I'm really hoping that we eventually get to see Emerson's daughter... or at least see Emerson attempt to track down his wayward ex-wife and daughter. It's clear that Emerson has been suffering through some hard times on his own and looking for a way to express his sense of loss. "Lil' Gumshoe" was the first attempt that we've seen of him setting down some breadcrumbs for his daughter to find him. I only hope that she doesn't turn up dead in one of their many investigations and that there's an actual happy ending here.

As for Chuck and Ned, I am glad that Bryan Fuller and the writing team split them up physically, with Chuck getting her own space and a new lease on life by, well, taking over Olive's lease on the apartment. Yes, these two star-crossed lovers are meant to be together (well, somehow anyway, given the fact that they can't touch) but I am glad that we are seeing a Chuck with a new perspective about life after death. She spent so much of last season in hiding that she has only now realized that she needs to enjoy the rest of her life, given how tragically short it was cut the first time around. And I like seeing Ned all jealously squirmy. But how adorable were the would-be lovers as they pretended to be strangers? If it wouldn't kill Chuck, I would have pushed them together right then and there.

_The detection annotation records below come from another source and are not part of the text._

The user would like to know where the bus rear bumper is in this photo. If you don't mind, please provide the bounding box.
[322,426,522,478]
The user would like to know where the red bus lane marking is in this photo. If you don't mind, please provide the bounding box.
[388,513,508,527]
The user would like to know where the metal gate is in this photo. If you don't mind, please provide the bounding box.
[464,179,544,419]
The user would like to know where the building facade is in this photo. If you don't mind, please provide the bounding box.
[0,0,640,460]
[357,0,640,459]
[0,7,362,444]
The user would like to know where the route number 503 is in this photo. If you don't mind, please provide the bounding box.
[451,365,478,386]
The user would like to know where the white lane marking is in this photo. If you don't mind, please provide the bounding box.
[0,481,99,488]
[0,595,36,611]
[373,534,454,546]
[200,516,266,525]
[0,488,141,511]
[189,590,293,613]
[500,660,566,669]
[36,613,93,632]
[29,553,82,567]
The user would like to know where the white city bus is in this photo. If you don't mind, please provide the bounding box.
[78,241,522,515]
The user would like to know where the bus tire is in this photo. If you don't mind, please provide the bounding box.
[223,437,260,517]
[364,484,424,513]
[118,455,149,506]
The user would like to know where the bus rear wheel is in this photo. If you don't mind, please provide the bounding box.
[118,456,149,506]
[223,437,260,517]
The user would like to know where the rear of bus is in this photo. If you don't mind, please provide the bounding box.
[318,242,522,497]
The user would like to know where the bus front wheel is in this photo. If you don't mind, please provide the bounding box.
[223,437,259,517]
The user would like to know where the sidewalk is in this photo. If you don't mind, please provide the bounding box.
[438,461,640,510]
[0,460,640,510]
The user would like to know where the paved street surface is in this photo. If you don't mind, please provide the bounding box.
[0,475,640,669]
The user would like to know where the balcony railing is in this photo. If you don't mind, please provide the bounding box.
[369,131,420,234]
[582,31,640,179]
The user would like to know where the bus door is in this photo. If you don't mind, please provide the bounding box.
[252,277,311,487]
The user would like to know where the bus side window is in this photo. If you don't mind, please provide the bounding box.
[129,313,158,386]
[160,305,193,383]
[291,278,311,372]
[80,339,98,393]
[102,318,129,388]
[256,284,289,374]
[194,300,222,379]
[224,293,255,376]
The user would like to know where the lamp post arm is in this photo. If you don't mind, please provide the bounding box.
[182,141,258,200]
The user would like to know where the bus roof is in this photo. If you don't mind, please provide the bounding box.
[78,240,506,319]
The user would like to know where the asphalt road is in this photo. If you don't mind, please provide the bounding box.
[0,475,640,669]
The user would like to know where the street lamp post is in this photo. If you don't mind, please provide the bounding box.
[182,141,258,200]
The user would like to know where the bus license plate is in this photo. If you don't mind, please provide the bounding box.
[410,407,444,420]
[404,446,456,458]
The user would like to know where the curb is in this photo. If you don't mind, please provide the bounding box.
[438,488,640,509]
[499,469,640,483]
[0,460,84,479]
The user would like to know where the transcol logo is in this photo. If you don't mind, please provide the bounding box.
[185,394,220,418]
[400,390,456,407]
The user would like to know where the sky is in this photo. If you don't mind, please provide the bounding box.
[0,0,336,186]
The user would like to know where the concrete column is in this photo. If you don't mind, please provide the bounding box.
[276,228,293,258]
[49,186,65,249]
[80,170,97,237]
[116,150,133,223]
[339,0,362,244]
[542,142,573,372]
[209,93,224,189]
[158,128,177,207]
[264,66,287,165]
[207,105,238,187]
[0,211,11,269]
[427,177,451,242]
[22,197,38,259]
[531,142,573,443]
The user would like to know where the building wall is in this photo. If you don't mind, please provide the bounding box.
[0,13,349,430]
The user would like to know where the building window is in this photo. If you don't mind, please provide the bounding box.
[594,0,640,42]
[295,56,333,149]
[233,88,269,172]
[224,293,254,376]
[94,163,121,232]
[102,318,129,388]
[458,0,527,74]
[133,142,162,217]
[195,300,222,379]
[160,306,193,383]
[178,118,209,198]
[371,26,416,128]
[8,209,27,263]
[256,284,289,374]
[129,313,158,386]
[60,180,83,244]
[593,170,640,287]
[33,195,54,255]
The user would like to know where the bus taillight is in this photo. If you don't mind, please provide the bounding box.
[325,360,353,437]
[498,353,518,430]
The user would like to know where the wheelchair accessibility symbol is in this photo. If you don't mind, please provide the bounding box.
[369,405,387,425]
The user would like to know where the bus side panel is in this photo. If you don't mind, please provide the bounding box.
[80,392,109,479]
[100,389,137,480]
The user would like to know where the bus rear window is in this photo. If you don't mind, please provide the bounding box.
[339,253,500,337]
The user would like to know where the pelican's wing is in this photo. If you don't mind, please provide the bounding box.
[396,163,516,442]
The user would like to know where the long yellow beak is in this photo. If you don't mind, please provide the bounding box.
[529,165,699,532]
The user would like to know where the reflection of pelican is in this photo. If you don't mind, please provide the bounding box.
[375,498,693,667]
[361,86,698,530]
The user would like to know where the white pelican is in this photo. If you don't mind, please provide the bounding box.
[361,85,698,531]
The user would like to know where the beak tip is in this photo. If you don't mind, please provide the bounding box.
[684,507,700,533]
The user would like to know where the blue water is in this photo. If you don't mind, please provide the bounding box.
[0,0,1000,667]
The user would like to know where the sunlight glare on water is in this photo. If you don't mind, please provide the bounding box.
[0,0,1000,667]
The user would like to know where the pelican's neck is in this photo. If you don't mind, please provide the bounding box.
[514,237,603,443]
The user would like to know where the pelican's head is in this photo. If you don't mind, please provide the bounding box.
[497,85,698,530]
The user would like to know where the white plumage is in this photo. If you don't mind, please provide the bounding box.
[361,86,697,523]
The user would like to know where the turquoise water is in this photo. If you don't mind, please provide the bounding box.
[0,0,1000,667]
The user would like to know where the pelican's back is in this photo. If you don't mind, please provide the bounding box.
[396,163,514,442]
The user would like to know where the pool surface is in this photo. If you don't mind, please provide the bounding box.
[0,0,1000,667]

Will Chuck's new outlook about life and living push her and Ned further apart? Or closer together? I'm not sure but it's clear that the walls are closing in for our Charlotte Charles, with Lily and Vivian turning up everywhere from The Pie Hole to Olive's nunnery. Chuck's homeopathic medication may have worked a miracle in getting the former Darling Mermaid Darlings out of the house but no good deed, as they say, goes unpunished. And with her aunts newly mobile, there will come a time when Chuck can't hide from them any longer.

One can only imagine how Lily and Vivian will react when they learn that Chuck is alive (again). Until then, I'm absolutely hooked and can't wait to see just what happens next.

Best line of the evening: "I could throw up in my mouth a little and not even know the difference." - Olive, speaking of the convent's notoriously bad porridge.

Next week on Pushing Daisies ("Bad Habits"), Olive calls in Ned and Emerson to investigate the suspicious death of a nun whom she believes was murdered; Chuck adapts to her new life; Lily comes clean about a decades-old secret.